B.: Ninguém nega que o coração físico está no lado esquerdo do peito, mas o Coração
do qual eu falo fica no lado direito. Esta é a minha experiência e eu não exijo nenhuma
autoridade para ela; mesmo assim você pode encontrar uma confirmação dela em um livro
Malayali sobre Ayurveda e também no Sita Upanishad.

Dizendo isto o Bhagavan mostrou a citação do Sita Upanishad e citou de memória a
do livro sobre Ayurveda. Às vezes, quando perguntado, ele também mencionava o texto
Bíblico do Eclesiastes: “O coração do sábio está na mão direita e o do tolo na esquerda”.2
D.: Por que nós devemos ter um local, como o coração, para nos concentrar durante a
meditação?
B.: Porque você busca a Consciência verdadeira. Onde você pode encontrá-la? Você
pode alcançá-la fora de você mesmo? Você deve encontrá-la interiormente, e por isso você
é direcionado para o interior. O Coração é o centro da Consciência ou a Consciência em
si.

Eu lhe peço para observar onde o “eu” surge no seu corpo, mas não é muito certo dizer
que o “eu” surge e retorna ao lado direito do peito. “Coração” é outro nome para a
Realidade, e esta não está nem dentro e nem fora de seu corpo. Como apenas Ela é, não
existe “dentro” e “fora” para Ela. Por “coração” eu não quero dizer nenhum órgão
fisiológico ou plexo ou nervos ou qualquer coisa do gênero; porém, enquanto o homem se
identifica com o corpo ou pensa que é o corpo ele é aconselhado a observar aonde no corpo
o pensamento “eu” surge e desaparece. Só pode ser no lado direito do peito pois qualquer
homem, de qualquer raça ou religião, não importando a língua que fale, aponta para o lado
direito do peito para referir-se a si mesmo quando ele diz “eu”. Isso é assim em qualquer
parte do mundo, então esse deve ser o local. E, observando intensamente o surgimento do
pensamento “eu” quando se acorda, e o seu retorno no momento de se pegar no sono,
pode-se ver que isso acontece no coração no lado direito do peito.

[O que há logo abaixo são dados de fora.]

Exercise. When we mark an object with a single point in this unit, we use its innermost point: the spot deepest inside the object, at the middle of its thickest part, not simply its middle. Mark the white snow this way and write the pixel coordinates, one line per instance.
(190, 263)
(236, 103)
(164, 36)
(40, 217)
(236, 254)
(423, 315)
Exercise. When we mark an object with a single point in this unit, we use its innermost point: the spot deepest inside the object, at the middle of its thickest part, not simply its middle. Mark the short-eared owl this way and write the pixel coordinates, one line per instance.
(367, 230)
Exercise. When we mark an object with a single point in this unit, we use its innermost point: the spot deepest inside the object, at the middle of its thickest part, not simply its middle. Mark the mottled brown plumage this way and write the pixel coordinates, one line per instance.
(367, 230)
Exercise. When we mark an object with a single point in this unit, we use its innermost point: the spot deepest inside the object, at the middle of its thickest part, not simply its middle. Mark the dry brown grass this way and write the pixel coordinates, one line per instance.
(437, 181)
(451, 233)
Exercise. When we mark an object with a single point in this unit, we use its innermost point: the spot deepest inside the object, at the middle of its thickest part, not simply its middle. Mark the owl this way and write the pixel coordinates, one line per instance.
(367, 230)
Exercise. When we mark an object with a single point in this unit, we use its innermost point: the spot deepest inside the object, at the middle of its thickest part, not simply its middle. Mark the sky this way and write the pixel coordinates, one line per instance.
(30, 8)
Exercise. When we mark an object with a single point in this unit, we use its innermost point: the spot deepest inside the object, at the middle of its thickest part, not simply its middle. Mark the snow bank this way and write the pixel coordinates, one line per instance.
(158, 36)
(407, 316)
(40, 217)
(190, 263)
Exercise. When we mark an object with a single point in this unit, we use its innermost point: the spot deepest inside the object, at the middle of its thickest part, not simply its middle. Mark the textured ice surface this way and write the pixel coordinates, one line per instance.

Quando uma sala está escura você precisa de uma lâmpada para iluminá-la, mas
quando o sol nasce você pode ver os objetos claramente sem fazer uso dela. E para ver o
sol nenhuma lâmpada é necessária pois ele é auto-luminoso. O mesmo se dá com a mente:
para ver os objetos é necessária a luz refletida da mente, mas para ver o Coração basta
voltar a mente para ele. Então a mente se perde e só o Coração resplandece.5
É uma prática tântrica concentrar-se em um dos chakras ou centros espirituais do
corpo, em geral sobre o ponto entre as sobrancelhas. Como será mostrado em um capítulo
mais adiante, o coração no lado direito do peito não é um destes chakras; no entanto, na
passagem que segue Bhagavan explica brevemente que a concentração sobre o centro do
coração é mais eficaz do que a concentração sobre qualquer chakra, mas menos eficaz do
que a auto-inquirição pura.

D.: Dizem que existem seis órgãos sutis de cores diferentes situados no peito, dos
quais o coração espiritual é o que reside no lado direito do peito, dois dedos do centro. Mas
também dizem que o coração é sem forma. Isso significa que nós deveríamos imaginar que
ele tem uma forma e meditar sobre ele?
B.: Não; apenas a busca “Quem sou eu?” é necessária. É o mesmo Ser que continua
existindo tanto no estado de sono como no de vigília; mas no estado de vigília existe a
experiência da infelicidade e, portanto, o esforço para removê-la. Quando lhe perguntam
quem acorda do sono você diz “eu”. Segure firme este “eu”. Se isso for feito o Ser Eterno
revelará a Si mesmo. A coisa mais importante é a investigação do “eu”, e não a
concentração no coração. Não existe “interior” e “exterior” – ambas as palavras significam
a mesma coisa ou nada em absoluto. Entretanto, também existe a prática da concentração
no centro-coração, que é uma forma de exercício espiritual. Apenas quem se concentra no
centro-coração pode permanecer consciente quando a mente cessa sua atividade e
permanece imóvel, sem pensamentos. Aqueles que se concentram em qualquer outro
centro não conseguem manter a consciência vazia de pensamentos, mas apenas deduzir que
a mente estava imóvel depois da mesma ter voltado à atividade.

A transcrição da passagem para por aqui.